What's the difference between the FTC reviews rule and the Endorsement Guides?
The 2024 rule (16 CFR Part 465) is a binding regulation with statutory civil penalties — currently up to $51,744 per violation as of 2024, adjusted for inflation. The Endorsement Guides (16 CFR Part 255) are interpretive guidance about how the FTC reads Section 5 of the FTC Act (which prohibits deceptive practices); violations expose businesses to FTC enforcement actions and consumer-protection lawsuits. Both apply. The rule covers specific prohibited practices; the Guides cover the broader disclosure requirements for endorsements and material connections.
Is a review-funnel platform that routes unhappy customers to private feedback legal under the rule?
A properly-designed star-filter does not suppress reviews — it offers unhappy customers an option to send private feedback instead of leaving a public review. The customer can still leave a public review if they want. FTC commentary around the rule has focused on practices that actually prevent or hide negative reviews. Offering a private feedback channel without preventing public reviews is generally treated as a customer service feature, not suppression — but consult a lawyer about your specific implementation.
What if my employees leave reviews on their own without being asked?
Unsolicited employee reviews are still prohibited under 16 CFR Part 465 unless the employment relationship is clearly and conspicuously disclosed AND the review otherwise complies with the rule. In practice, ask employees not to review your business publicly. If you find an employee review on your profile, flag it for removal via Google Business Profile and document that you didn't solicit it.

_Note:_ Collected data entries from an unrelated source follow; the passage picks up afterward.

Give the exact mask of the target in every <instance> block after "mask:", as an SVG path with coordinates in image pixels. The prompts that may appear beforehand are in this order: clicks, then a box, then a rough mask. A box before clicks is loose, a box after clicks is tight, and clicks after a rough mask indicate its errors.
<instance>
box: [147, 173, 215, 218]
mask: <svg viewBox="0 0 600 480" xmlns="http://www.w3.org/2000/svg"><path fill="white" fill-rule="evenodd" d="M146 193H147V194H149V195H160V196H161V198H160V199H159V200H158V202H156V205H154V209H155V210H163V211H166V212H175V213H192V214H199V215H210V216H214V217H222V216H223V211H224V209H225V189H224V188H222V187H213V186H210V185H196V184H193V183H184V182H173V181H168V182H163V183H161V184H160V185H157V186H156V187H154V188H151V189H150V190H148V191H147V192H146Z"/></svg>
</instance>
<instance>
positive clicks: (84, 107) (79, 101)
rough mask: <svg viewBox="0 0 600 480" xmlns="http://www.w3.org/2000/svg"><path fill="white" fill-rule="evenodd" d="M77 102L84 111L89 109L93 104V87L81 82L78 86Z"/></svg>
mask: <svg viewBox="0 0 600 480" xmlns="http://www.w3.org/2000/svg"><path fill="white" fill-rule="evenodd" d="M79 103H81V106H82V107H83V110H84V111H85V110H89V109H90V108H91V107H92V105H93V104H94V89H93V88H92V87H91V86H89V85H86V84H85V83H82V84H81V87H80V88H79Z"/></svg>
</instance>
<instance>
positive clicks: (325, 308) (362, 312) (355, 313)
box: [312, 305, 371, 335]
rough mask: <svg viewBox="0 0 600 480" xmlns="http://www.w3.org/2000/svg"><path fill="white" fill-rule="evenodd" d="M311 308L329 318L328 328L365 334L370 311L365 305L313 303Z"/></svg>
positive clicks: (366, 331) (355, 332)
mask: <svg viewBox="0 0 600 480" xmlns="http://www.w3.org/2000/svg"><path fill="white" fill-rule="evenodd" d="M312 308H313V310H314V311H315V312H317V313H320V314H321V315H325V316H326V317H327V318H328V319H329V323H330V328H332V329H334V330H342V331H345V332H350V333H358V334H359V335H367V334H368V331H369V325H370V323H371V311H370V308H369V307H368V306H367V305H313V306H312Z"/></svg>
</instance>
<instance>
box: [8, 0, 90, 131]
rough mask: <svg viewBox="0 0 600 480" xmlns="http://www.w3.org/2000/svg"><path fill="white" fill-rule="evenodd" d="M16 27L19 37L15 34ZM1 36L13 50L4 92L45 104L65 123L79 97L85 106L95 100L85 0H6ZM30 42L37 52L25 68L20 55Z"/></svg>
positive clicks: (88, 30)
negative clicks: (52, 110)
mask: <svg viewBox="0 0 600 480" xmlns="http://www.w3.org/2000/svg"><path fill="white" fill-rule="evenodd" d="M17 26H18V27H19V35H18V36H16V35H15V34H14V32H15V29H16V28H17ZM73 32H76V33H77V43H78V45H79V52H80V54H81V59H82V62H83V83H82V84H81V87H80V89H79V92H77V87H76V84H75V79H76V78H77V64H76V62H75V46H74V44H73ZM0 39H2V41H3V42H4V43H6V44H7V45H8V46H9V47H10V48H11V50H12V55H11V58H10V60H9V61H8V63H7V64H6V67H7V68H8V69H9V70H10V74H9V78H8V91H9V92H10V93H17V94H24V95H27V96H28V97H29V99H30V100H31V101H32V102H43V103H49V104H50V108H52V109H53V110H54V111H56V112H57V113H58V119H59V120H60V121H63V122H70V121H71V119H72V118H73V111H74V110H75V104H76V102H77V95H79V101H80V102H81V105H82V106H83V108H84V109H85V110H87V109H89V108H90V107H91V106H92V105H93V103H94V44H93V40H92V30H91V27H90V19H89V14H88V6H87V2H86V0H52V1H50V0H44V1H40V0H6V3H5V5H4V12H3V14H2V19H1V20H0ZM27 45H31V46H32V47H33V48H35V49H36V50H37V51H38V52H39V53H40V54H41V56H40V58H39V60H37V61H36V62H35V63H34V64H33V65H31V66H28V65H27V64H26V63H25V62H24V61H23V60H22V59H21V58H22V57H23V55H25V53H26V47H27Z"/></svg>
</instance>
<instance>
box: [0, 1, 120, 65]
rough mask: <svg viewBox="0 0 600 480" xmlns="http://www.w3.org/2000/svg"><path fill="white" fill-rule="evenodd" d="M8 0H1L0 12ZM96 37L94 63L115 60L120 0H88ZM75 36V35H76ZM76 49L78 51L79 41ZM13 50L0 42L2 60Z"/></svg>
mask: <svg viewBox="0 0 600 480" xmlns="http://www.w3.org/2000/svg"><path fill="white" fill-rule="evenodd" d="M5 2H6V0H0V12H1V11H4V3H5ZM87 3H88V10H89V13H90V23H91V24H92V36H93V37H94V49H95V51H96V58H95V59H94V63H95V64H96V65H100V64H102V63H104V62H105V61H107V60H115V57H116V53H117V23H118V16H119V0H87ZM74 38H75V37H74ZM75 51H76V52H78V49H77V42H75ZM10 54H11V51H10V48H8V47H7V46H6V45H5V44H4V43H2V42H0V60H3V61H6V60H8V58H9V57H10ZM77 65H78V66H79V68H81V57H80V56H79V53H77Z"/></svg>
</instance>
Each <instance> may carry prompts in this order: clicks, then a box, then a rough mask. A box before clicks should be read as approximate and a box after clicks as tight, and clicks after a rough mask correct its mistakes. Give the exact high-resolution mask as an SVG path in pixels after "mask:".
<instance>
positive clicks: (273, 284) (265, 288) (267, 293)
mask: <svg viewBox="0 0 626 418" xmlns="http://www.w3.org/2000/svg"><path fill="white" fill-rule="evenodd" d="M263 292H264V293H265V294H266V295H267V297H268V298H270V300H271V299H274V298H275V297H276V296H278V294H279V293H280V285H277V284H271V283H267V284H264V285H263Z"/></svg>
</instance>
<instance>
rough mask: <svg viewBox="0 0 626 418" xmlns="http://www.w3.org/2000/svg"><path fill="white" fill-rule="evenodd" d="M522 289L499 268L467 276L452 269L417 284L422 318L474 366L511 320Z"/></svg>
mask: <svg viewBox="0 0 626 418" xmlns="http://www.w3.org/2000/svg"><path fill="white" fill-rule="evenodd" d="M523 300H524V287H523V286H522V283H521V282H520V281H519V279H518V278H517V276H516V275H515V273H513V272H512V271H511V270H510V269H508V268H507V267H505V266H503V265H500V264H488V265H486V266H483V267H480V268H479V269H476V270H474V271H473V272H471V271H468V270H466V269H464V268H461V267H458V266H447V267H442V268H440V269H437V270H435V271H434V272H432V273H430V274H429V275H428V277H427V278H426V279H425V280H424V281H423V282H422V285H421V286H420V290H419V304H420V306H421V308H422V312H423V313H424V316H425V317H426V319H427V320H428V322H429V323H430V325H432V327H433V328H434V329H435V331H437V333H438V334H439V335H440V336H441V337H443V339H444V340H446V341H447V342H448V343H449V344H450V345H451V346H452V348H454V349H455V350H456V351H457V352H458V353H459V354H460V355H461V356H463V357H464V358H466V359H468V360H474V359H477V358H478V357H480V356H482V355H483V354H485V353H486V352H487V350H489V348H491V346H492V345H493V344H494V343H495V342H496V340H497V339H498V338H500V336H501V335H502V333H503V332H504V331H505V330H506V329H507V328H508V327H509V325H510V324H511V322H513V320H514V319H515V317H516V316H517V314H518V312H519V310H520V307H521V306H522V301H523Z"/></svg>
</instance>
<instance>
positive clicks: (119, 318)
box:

How is the FTC actually enforcing this?
The FTC has brought enforcement actions in the fake-reviews space since well before the 2024 rule, with several multi-million-dollar settlements over the past few years against companies that bought fake reviews or suppressed negative ones. The 2024 rule expanded the FTC's enforcement toolkit and clarified the standards. Expect enforcement to escalate over time. The cost of compliance is much lower than the cost of an FTC investigation.